Differentiable Least Squares PyTorch Worked Example

In this notebook we develop a node to implement a differentiable least-squares node. The inputs to the node are a set of feature vectors and corresponding target values

$$ \{(x_i, t_i) \in \mathbb{R}^n \times \mathbb{R} \mid i = 1, \ldots, m\}. $$

For simplicity of exposition we'll represent the input feactures by a matrix $X$ with $m$ rows and $n$ columns (i.e., each row represents the feature vector $x_i^T$). Similarly, the target values will be represented as an $m$-length vector $t$. Note that the number of rows can vary from instance to instance, i.e., we are not restricted to fixed length sets, while the output stays fixed-length akin to a global pooling operation.

The node computes the output by solving the following regularized least-squares regression problem, $$ y, y_0 = \text{argmin}_{u, u_0} \frac{1}{2} \| X u + u_0 - t \|_2^2 + \frac{\beta}{2} \|u\|_2^2 $$

Here $u_0 \in \mathbb{R}$ is a bias term that allows for shifting the mean of the data.

Closed form solution

The solution to this problem can be written in closed form as

$$ (y, y_0) = \left(A^T A\right)^{-1} A^T b $$


$$ A = \begin{bmatrix} X & 1_m \\ \sqrt{\beta} I & 0_n \end{bmatrix} \quad \text{and} \quad b = \begin{bmatrix} t \\ 0_n \end{bmatrix}. $$


We now consider differentiating $y$ with respect to each $x_i$. Given that we have a closed form solution for $y$ we can differentiate this directly. For an individual element $x_{ij}$ this gives

$$ \begin{align} \frac{d}{d x_{ij}} \begin{bmatrix} y \\ y_0 \end{bmatrix} &= \frac{d}{d x_{ij}} \left(A^TA\right)^{-1} A^T b \\ &= -(A^TA)^{-1} \left(\frac{d}{d x_{ij}} A^TA\right) (A^TA)^{-1} A^T b + (A^TA)^{-1} \left(\frac{d}{d x_{ij}} A^T \right) b \\ &= -(A^TA)^{-1} \left( \left(\frac{d}{d x_{ij}} A^T\right) \left(A \begin{bmatrix} y \\ y_0 \end{bmatrix} - b\right) + A^T \left(\frac{d}{d x_{ij}} A\right) \begin{bmatrix} y \\ y_0 \end{bmatrix} \right) \\ &= -(A^TA)^{-1} \left( E_{ji} \left(A \begin{bmatrix} y \\ y_0 \end{bmatrix} - b \right) + A^T E_{ij} \begin{bmatrix} y \\ y_0 \end{bmatrix} \right) \\ &= -(A^TA)^{-1} \left( (x_i^T y + y_0 - t_i) \begin{bmatrix} e_j \\ 0 \end{bmatrix} + y_j \begin{bmatrix} x_i \\ 1 \end{bmatrix} \right) \end{align} $$

where $e_j = (0, 0, \ldots, 1, 0, \ldots) \in \mathbb{R}^n$ is the $j$-th canonical vector.

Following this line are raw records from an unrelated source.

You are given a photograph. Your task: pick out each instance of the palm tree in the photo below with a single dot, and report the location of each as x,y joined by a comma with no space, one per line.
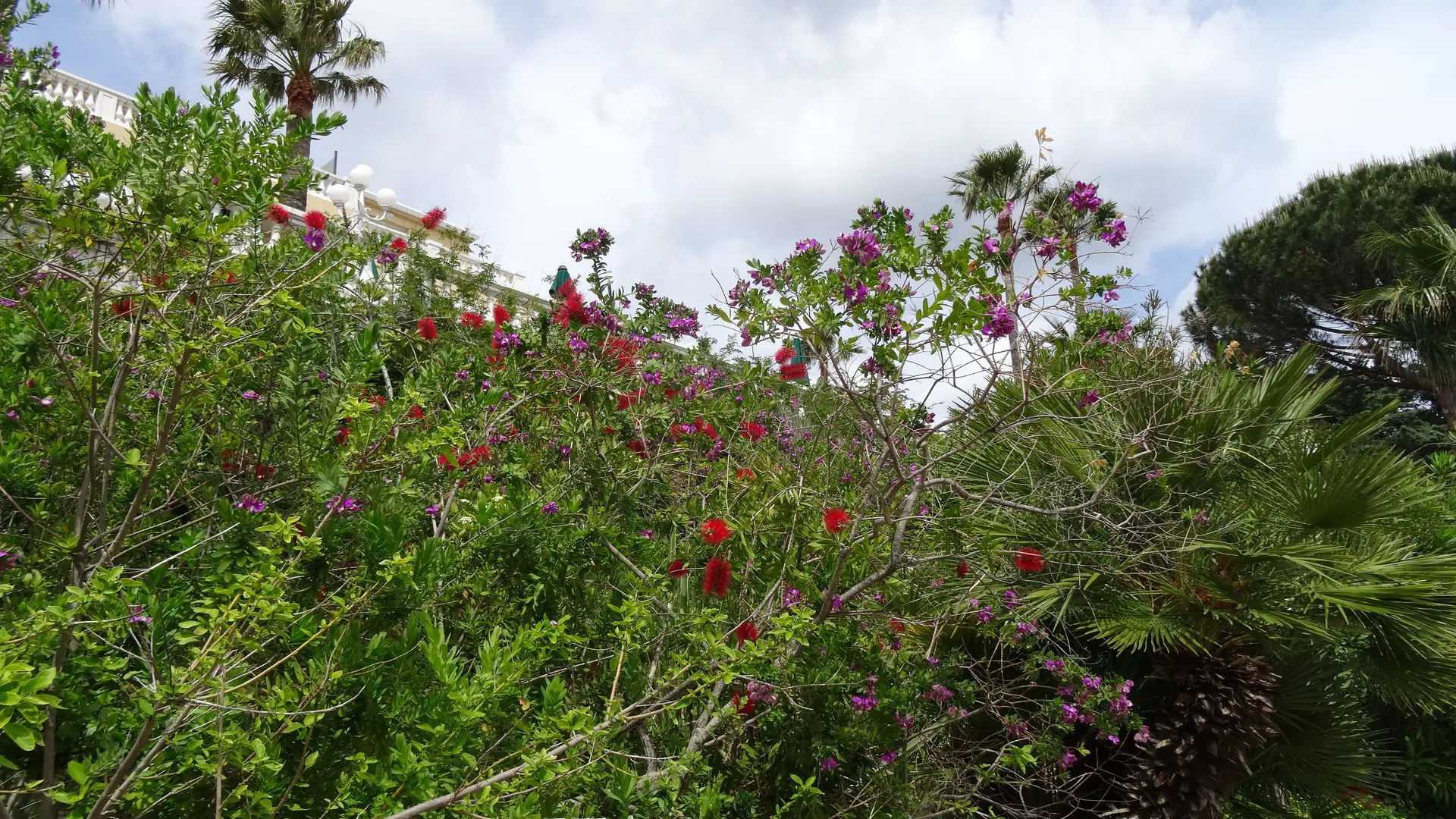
993,180
1277,585
297,52
1410,327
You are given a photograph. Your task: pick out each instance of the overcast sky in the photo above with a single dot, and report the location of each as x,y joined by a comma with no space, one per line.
705,133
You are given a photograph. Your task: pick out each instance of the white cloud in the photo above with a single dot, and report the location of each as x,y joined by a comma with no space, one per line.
704,133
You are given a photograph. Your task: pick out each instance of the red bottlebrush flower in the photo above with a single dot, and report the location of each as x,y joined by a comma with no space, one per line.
747,632
1030,560
835,519
717,577
433,218
743,706
715,531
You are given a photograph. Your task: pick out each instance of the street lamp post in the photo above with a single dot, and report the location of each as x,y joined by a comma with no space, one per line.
359,180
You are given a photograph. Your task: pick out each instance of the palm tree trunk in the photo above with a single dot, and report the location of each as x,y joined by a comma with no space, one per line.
300,104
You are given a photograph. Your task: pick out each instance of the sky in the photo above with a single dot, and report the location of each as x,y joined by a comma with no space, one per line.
702,134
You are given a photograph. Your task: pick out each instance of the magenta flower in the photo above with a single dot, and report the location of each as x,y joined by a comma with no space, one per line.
861,245
1114,234
1084,197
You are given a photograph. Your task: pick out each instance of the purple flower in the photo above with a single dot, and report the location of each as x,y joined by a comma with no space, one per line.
999,321
1084,197
861,245
251,503
1114,234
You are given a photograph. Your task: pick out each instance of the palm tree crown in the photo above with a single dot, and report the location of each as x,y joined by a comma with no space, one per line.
297,52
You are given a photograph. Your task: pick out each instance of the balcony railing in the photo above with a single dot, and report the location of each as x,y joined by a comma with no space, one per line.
102,102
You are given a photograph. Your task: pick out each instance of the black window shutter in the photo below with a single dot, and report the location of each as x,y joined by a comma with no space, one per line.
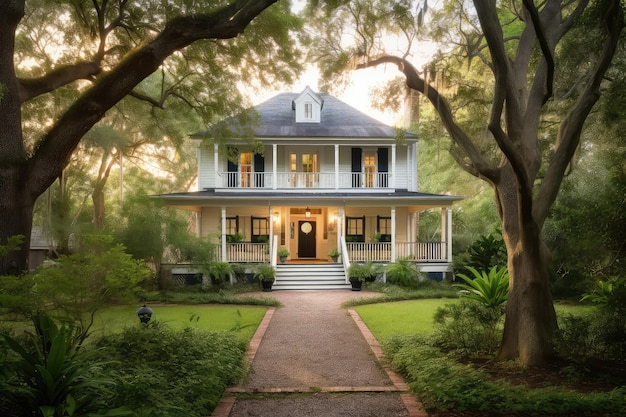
383,167
232,169
259,168
356,167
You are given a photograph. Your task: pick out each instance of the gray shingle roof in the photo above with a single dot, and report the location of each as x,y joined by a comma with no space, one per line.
338,119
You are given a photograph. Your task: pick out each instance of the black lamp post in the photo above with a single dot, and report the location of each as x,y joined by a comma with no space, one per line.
145,314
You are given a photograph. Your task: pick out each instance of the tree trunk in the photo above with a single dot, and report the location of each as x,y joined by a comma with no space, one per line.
530,317
16,212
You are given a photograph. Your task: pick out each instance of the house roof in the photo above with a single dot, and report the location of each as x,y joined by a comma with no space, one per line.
211,197
338,120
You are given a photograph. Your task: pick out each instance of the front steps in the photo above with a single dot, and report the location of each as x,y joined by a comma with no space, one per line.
318,276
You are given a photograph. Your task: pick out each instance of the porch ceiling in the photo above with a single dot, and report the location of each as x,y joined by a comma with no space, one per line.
212,198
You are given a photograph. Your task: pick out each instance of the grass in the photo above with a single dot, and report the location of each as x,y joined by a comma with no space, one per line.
402,317
416,316
242,320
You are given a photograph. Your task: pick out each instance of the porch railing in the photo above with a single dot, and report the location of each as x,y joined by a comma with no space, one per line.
381,251
307,180
247,252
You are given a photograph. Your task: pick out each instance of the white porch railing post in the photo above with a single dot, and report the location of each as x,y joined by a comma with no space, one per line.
224,257
274,166
393,234
449,235
393,166
336,167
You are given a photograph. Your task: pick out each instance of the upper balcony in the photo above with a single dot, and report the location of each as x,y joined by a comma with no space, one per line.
305,181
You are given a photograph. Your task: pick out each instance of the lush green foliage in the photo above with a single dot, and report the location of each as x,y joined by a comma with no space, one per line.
486,252
49,376
390,293
13,243
367,271
404,273
265,271
172,373
80,284
489,288
442,383
469,327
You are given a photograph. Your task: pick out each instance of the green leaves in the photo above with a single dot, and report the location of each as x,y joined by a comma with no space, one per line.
491,289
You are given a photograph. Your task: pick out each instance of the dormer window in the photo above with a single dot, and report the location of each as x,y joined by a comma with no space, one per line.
308,110
308,107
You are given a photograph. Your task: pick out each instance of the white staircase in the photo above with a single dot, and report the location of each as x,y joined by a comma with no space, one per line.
320,276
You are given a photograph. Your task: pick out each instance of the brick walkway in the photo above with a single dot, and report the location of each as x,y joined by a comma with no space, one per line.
313,346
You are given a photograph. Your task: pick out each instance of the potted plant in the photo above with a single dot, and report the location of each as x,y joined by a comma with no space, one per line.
283,253
356,276
334,254
266,274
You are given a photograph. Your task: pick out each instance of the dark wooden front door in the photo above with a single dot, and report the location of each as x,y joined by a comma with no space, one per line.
306,239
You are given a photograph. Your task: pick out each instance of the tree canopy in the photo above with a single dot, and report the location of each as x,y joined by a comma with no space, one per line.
513,90
64,64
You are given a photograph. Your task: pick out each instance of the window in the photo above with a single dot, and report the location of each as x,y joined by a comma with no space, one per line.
245,168
308,110
232,229
384,228
304,172
260,229
355,229
369,170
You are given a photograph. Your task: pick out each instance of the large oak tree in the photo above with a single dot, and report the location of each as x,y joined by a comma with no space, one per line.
65,63
515,44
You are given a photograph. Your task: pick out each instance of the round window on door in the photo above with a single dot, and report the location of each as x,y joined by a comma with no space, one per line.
306,228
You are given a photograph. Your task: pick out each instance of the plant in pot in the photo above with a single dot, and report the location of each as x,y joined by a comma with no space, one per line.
334,254
283,253
266,274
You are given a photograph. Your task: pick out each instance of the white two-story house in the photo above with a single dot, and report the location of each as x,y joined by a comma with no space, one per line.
326,177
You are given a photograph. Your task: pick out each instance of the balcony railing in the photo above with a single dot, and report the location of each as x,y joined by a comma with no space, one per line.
306,180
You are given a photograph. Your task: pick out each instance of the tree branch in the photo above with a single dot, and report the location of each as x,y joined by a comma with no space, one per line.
57,146
571,127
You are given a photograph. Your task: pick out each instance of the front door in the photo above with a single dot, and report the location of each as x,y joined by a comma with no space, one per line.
306,239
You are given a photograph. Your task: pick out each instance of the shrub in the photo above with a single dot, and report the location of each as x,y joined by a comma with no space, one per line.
469,327
172,373
49,376
442,383
491,289
404,273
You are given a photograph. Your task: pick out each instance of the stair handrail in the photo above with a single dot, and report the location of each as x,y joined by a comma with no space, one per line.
274,251
345,257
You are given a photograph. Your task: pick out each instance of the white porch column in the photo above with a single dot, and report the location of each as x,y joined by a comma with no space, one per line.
393,166
199,223
216,165
393,234
336,167
414,168
274,166
341,213
224,257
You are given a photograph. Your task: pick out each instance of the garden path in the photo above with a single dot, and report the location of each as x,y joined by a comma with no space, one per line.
314,358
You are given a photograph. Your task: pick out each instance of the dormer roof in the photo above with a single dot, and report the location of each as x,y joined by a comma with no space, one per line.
277,119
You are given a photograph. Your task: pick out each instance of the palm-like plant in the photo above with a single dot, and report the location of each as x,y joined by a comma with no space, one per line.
489,288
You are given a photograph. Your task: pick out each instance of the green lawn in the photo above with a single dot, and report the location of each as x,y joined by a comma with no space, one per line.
243,320
416,316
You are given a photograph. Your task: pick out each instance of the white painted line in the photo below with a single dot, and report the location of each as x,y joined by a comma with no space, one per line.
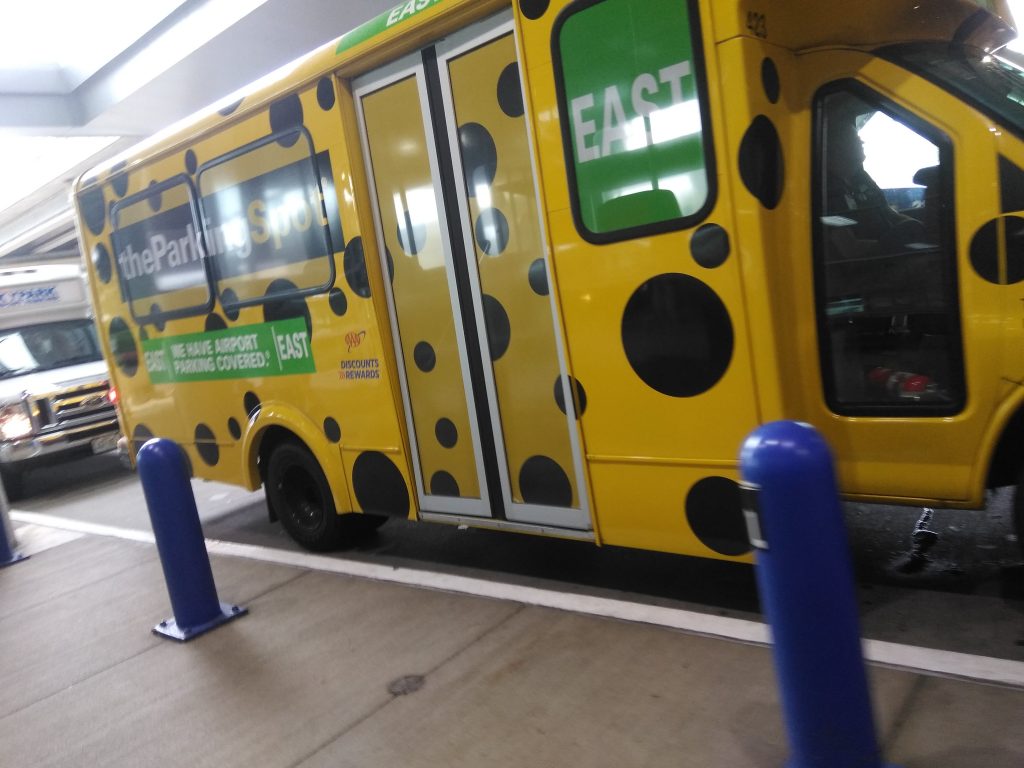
34,539
80,526
910,657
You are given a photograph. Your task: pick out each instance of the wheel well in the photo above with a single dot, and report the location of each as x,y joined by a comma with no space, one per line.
1007,460
269,440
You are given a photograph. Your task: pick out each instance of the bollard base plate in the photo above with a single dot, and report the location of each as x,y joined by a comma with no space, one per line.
14,557
172,630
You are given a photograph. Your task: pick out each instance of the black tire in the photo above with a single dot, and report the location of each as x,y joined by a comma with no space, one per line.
13,484
1018,513
299,494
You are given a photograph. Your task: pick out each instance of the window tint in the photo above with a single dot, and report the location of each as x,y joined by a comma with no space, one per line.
159,255
265,218
636,144
885,260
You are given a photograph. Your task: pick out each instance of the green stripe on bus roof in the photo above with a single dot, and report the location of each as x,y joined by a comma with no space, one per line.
383,23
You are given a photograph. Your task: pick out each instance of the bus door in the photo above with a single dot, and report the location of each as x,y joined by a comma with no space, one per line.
908,332
487,401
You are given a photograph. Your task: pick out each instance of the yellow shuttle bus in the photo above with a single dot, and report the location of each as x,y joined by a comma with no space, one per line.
542,266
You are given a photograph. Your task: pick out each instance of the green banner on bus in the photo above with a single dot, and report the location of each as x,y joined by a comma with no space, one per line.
279,348
632,113
382,23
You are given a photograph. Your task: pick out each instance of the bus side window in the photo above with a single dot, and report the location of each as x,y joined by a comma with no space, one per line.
885,259
159,255
266,225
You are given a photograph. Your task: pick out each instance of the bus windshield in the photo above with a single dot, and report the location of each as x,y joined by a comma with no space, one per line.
991,82
47,346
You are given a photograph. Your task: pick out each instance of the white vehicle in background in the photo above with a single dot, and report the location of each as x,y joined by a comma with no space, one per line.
55,396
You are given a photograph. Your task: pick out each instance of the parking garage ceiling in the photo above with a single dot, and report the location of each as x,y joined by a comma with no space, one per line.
82,81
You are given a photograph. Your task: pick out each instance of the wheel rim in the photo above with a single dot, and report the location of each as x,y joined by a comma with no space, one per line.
302,500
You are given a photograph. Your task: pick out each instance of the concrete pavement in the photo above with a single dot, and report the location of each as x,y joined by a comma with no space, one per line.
333,670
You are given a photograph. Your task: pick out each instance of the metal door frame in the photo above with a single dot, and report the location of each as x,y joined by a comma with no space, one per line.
395,72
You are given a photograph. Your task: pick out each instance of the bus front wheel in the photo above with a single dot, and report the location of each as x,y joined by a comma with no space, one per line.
299,494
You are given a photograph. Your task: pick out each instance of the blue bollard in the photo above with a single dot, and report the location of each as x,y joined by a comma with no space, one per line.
805,579
163,468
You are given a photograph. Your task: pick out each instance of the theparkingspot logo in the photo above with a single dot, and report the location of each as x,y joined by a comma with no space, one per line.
40,295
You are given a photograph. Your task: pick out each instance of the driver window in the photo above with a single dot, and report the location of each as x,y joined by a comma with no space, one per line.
884,260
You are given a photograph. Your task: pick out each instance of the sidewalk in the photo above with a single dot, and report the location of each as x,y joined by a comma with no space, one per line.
306,679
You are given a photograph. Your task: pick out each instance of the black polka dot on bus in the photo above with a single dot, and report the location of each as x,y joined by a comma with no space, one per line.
228,109
716,516
424,356
412,238
769,80
206,444
331,430
581,394
492,231
336,299
289,305
677,335
761,165
499,329
442,483
139,436
538,278
379,485
534,9
155,199
93,209
510,91
214,323
710,246
101,262
479,157
158,322
251,403
123,347
229,303
445,432
1015,248
543,481
984,250
354,263
286,118
119,179
325,93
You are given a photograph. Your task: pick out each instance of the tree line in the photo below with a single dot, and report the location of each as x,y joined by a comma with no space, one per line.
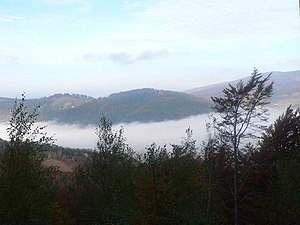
244,173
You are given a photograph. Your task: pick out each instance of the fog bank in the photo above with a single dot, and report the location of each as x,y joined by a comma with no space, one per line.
138,135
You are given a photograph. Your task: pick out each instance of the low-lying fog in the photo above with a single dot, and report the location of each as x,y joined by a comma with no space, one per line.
138,135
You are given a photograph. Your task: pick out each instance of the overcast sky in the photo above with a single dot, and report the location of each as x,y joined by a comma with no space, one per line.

An alternative is to consider differentiation by thinking of least-squares regression as a deep declarative node. We have objective function

$$ f(X, u, u_0) = \frac{1}{2} \sum_{j=1}^{m} \left(x_j^T u + u_0 - t_j\right)^2 + \frac{\beta}{2} \|u\|_2^2 $$

where $u \in \mathbb{R}^n$ and $u_0 \in \mathbb{R}$, and which we want to differentiate with respect to each $x_i \in \mathbb{R}^n$.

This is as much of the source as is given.